Whether the ACT bit filtering unit is either operated or suspended
is externally set in a dedicated register. Furthermore, if setting
is made to operate the ACT bit filtering unit, a valid packet
number counter counts the number of ACT packets according to the
register setting.
[0290] Since the redundant copy unit and the redundant selector
unit do not function in the SW mode, their explanations are omitted
here.
[0291] Next, a U/D-CNV mode capability acting as a converting unit
in the case where the circuit implementing both of the XB-SW unit
and the converting unit is adopted as a switch LSI is
described.
[0292] FIG. 49 explains the logical configuration of a U/D-CNV.
Additionally, FIG. 50 explains the data flow of the U/D-CNV.
[0293] Because the operations of the matrix switch unit are the
same regardless of whether a CNV is either a U- or a D-CNV, these
figures illustrate the matrix switch unit without making a
distinction between the U- and D-CNVs .
[0294] A switch LSI distributes packets input from a two-input HW
interface to two routes according to time slots.

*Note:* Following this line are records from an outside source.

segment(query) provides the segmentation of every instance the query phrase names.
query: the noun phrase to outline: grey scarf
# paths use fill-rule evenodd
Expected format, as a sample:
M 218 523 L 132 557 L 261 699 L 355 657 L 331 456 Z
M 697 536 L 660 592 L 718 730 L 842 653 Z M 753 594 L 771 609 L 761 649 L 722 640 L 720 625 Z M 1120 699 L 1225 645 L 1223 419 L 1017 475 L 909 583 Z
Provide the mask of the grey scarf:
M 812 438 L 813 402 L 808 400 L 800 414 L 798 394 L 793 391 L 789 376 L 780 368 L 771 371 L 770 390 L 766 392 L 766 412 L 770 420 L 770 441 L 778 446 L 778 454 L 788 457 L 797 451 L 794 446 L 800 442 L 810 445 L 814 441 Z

The base point of
the time slots is a frame pulse received at predetermined time
intervals. 32 U/D-CNVs are logically accommodated within one switch
LSI. Additionally, since processes are performed in units of two
packets, one U/D-CNV includes a 2.times.4 matrix switch in which
one output HW is demultiplexed into two ports. Accordingly, the
64.times.128 matrix switch within the switch LSI is divided into 32
2.times.4 matrix switches logically.
[0295] The operations of a U/D-CNV are described in pursuit of FIG.
50. First of all, a packet is transferred from each input port to
an output port (1). Next, a packet is transferred from each input
port to a predetermined port that is the other output (2). At this
time, the input packets are alternately distributed to output HWs
based on a frame pulse. Then, the data copy unit outputs the
packets to each output HW from a port having a smaller number, and
processes the next packet in a similar manner as in (1).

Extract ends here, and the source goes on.